Superconducting surface trap chips for microwave-driven trapped ions

TL;DR

This paper introduces superconducting surface trap chips with high-Q resonators for microwave-driven trapped ion gates, significantly reducing heat and power consumption, and enabling scalable, high-fidelity quantum operations.

Contribution

It presents a novel superconducting trap chip design integrating high-Q resonators to improve power efficiency and scalability of microwave-driven ion quantum gates.

Findings

Achieved substantial magnetic field gradients with superconducting Nb resonators.

Reduced microwave losses compared to conventional metal chips.

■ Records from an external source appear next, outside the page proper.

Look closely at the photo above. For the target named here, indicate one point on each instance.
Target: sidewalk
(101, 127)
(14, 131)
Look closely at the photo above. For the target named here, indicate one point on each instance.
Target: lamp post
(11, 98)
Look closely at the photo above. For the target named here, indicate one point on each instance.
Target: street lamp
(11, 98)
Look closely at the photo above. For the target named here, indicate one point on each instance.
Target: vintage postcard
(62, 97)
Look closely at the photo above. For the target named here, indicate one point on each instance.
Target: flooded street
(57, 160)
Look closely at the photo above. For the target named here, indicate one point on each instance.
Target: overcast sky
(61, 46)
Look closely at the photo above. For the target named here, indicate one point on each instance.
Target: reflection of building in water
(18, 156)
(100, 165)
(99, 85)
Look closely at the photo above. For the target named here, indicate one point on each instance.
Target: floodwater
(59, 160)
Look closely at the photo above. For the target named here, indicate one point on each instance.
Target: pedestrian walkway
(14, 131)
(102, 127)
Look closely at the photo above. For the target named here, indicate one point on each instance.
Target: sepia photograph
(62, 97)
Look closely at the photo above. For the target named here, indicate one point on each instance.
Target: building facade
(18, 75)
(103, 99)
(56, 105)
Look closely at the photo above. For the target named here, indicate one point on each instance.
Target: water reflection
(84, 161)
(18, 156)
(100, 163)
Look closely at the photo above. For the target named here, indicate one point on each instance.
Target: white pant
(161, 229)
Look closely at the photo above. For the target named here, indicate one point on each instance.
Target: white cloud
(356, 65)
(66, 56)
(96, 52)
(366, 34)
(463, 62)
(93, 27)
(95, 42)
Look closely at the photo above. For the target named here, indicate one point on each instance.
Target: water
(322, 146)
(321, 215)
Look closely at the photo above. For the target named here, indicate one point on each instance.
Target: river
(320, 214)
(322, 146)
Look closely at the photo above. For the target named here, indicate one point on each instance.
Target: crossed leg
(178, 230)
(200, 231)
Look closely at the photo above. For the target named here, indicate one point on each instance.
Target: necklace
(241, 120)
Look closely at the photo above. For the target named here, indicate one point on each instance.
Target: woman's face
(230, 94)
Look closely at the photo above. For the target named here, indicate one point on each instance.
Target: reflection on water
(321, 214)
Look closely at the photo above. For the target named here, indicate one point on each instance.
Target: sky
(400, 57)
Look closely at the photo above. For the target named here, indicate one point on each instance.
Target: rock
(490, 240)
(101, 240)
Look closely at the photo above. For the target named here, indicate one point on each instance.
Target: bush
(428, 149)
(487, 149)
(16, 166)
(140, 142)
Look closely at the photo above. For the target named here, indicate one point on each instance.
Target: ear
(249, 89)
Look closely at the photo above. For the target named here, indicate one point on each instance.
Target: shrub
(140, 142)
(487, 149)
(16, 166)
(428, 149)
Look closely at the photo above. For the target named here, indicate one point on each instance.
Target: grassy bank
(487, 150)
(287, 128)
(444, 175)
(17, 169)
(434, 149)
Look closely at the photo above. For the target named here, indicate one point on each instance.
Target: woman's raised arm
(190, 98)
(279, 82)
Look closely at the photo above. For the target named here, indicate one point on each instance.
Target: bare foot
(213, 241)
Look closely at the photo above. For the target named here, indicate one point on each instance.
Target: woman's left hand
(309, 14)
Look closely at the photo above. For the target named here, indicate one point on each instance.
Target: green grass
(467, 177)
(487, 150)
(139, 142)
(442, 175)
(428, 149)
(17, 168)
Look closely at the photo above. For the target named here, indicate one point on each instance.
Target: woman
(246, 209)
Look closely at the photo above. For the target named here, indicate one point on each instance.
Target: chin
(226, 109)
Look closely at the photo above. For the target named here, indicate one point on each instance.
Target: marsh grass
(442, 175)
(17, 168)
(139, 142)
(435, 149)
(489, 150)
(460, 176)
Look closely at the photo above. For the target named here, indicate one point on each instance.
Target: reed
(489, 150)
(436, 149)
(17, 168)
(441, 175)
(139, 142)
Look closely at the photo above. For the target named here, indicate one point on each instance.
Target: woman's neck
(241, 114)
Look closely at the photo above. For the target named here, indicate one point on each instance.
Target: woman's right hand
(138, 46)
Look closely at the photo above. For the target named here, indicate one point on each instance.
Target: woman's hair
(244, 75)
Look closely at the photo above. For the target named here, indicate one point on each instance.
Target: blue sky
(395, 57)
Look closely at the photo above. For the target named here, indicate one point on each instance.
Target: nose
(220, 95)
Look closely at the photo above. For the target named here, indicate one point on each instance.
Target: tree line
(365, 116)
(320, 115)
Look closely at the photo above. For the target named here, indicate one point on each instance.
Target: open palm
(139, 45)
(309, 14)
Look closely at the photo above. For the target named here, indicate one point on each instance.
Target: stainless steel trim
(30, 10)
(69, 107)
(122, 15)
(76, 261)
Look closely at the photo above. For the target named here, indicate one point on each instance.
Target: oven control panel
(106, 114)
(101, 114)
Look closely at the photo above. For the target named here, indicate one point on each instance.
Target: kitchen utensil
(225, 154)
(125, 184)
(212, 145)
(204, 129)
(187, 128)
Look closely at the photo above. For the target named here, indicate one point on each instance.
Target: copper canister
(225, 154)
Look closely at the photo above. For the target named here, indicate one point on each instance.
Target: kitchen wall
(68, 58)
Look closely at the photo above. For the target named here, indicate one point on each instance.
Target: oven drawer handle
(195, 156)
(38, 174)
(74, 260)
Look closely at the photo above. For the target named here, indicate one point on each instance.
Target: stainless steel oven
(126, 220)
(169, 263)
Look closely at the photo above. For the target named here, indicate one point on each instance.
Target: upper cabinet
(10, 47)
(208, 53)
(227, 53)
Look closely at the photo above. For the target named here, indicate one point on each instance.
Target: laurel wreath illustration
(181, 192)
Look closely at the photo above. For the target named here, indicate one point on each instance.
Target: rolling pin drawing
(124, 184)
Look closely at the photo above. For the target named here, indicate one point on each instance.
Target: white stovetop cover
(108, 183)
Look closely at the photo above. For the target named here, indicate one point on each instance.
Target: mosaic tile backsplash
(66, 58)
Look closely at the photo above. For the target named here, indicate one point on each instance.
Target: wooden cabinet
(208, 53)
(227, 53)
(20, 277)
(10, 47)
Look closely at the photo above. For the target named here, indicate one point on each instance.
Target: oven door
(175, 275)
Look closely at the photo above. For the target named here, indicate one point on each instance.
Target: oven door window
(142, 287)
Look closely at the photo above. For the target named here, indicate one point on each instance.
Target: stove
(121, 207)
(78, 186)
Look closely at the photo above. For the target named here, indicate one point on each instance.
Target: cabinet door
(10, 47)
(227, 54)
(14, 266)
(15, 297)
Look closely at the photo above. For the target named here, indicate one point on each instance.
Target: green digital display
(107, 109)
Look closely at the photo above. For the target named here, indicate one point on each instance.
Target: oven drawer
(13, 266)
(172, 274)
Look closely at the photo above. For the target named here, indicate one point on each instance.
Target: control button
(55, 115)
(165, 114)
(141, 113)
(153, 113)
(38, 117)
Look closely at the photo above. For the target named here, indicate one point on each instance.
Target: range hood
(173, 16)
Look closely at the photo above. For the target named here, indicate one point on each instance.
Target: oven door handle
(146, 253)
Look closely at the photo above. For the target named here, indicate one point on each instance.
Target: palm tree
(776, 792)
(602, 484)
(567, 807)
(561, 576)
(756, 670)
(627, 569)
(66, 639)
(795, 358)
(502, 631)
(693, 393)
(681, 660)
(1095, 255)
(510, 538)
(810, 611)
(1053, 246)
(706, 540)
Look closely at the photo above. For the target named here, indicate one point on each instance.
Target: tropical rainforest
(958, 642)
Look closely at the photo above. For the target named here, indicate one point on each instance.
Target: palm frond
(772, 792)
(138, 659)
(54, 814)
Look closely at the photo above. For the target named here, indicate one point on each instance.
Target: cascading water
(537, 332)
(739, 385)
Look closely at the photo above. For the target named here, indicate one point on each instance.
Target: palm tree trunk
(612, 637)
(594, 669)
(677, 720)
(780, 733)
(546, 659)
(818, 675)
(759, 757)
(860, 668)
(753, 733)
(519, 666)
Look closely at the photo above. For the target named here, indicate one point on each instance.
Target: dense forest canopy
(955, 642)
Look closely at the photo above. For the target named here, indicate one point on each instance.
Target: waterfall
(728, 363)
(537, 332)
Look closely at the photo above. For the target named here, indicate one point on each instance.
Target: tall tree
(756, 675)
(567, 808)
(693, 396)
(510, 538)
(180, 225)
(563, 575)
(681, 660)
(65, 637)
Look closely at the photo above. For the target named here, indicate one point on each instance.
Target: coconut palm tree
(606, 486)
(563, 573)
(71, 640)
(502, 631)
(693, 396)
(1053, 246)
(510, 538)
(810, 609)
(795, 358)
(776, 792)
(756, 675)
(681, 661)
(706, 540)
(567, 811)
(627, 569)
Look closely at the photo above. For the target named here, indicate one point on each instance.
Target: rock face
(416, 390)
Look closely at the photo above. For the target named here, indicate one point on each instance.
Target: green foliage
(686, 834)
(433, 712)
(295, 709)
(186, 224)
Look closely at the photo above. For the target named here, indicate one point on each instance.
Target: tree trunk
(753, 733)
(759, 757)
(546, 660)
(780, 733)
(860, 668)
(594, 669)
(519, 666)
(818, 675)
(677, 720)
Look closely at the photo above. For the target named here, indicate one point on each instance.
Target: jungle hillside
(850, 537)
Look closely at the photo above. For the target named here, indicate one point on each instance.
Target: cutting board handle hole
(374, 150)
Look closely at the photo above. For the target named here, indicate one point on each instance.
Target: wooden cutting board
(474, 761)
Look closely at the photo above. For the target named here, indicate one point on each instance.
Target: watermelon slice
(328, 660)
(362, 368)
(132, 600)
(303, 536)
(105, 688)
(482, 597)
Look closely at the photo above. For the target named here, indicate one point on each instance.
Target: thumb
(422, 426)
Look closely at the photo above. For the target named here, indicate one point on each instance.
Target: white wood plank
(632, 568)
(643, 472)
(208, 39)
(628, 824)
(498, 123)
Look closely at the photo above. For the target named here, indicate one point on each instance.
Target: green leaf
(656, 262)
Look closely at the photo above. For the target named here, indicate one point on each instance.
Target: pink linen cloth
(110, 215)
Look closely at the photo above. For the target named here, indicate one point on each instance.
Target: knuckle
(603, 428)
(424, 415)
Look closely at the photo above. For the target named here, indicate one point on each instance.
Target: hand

Proposed a power-efficient two-qubit gate scheme with sub-milliwatt input power.

Abstract

Microwave-driven trapped ion logic gates offer a promising avenue for advancing beyond laser-based logic operations. In future microwave-based operations, however, the joule heat produced by large microwave currents flowing through narrow microwave electrodes would potentially hinder improvements in gate speed and fidelity. Moreover, scalability, particularly in cryogenic trapped ion systems, is impeded by the excessive joule heat. To address these challenges, we present a novel approach: superconducting surface trap chips that integrate high-$Q$ microwave resonators with large current capacities. Utilizing sub-ampere microwave currents in superconducting Nb resonators, we generate substantial magnetic field gradients with significantly reduced losses compared to conventional metal chips. By harnessing the high $Q$ factors of superconducting resonators, we propose a power-efficient two-qubit gate scheme capable of achieving a sub-milliwatt external microwave input power at a gate Rabi frequency of 1 kHz.